The average asking price in the capital fell 0.4% to 641,116 pounds (US$797,000) this month from a year earlier, the first annual decline since April 2011, property website Rightmove Plc said on Monday. While asking prices gained 2.6% from January, that’s the weakest monthly gain for a February since 2009 during the depths of the recession.

London’s housing market underperformed the rest of the country during 2016 after stretched affordability, Britain’s vote to leave the European Union and tax increases on investors in the early part of the year weighed on demand.

Nationally, annual price growth slowed to the weakest in almost four years this month, signalling that potential buyers are becoming more price-sensitive as inflation erodes real incomes and concerns hang over the outlook, according to Rightmove.

“Perhaps we’re approaching the territory where many buyers are unable or unwilling to pay what sellers are asking, given the negative combination of rises in the cost of living, tighter lending criteria, and a dose of Brexit uncertainty,” said Rightmove Director Miles Shipside. Values have boomed since 2013, “so it’s not surprising that upwards price pressure is running on tired legs,” he said.
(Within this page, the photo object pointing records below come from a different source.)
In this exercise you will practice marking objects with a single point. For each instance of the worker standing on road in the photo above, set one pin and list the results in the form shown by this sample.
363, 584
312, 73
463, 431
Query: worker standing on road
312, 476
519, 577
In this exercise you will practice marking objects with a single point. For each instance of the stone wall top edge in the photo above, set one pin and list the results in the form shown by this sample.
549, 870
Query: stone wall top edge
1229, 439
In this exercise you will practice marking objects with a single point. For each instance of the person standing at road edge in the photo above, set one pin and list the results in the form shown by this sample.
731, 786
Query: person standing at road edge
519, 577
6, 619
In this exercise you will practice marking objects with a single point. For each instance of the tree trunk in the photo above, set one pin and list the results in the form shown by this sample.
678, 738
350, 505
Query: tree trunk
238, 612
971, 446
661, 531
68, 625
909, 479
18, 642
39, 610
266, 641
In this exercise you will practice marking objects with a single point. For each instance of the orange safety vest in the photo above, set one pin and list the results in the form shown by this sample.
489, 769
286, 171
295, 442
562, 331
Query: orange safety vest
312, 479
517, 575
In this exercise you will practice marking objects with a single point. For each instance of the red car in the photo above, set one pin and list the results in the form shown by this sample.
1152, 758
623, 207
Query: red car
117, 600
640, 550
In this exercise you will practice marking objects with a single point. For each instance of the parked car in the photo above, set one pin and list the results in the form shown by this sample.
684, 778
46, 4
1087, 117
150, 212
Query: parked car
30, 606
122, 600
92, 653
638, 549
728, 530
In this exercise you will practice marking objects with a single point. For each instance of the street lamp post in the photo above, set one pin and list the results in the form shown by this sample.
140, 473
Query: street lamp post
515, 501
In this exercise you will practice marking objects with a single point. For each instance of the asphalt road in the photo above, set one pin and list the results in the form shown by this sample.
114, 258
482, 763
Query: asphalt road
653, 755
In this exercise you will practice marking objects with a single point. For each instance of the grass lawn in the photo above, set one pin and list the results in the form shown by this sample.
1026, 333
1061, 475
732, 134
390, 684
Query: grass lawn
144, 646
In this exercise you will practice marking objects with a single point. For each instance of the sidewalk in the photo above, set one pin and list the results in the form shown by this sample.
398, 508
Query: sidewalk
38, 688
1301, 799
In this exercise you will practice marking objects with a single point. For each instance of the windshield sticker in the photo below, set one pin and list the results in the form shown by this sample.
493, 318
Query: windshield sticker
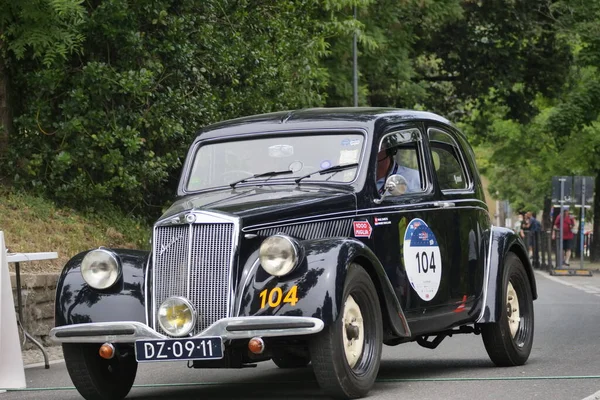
422, 259
281, 150
382, 221
350, 142
348, 156
362, 229
325, 164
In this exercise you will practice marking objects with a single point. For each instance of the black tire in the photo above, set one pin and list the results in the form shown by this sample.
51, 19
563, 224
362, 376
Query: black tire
505, 348
330, 363
290, 360
96, 378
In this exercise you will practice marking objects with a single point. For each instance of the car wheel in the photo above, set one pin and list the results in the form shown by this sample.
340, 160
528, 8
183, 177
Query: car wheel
508, 341
346, 354
96, 378
289, 360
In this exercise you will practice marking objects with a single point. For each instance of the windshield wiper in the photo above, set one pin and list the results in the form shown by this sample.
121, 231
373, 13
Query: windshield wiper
262, 175
328, 170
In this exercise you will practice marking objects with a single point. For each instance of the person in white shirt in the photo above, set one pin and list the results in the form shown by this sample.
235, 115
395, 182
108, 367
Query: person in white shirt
387, 166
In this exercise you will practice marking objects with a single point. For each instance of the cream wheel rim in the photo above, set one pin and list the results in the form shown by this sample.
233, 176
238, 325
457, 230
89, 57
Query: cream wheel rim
512, 309
353, 331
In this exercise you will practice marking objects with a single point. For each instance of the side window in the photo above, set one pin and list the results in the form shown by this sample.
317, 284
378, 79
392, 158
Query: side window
401, 153
448, 161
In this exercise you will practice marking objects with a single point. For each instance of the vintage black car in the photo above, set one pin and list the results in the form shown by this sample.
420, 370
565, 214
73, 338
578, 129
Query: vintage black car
304, 237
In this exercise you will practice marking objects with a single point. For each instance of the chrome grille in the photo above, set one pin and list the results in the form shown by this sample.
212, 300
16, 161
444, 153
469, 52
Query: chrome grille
312, 230
194, 261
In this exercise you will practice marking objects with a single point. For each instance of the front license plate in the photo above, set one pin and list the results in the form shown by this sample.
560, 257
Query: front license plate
206, 348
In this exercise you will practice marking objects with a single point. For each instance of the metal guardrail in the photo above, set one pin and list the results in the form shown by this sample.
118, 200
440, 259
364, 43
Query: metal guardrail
544, 249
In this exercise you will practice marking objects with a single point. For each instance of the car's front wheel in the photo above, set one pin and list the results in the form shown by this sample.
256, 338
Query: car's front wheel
508, 341
96, 378
346, 355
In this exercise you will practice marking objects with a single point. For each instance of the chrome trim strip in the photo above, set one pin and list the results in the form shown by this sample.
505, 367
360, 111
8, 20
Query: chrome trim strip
356, 213
487, 275
153, 276
150, 255
250, 275
189, 260
219, 328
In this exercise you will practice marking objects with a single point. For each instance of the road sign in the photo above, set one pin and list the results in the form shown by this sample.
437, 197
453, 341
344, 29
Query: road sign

Central London led the slowdown in February, with asking values falling 2.1% from a year earlier, compared with a 1.4% gain for outer suburbs. On the month, inner boroughs outperformed as owners of more expensive homes boosted the average by listing their properties for sale after a Christmas hiatus, according to Rightmove.

For the UK as a whole, asking prices rose 2% to an average 306,231 pounds, the biggest monthly increase in a year. That’s still the weakest February performance since 2009 and well below the 5% average gain for the month over the past seven years. That meant the national annual gain of 2.3% was the slowest since April 2013.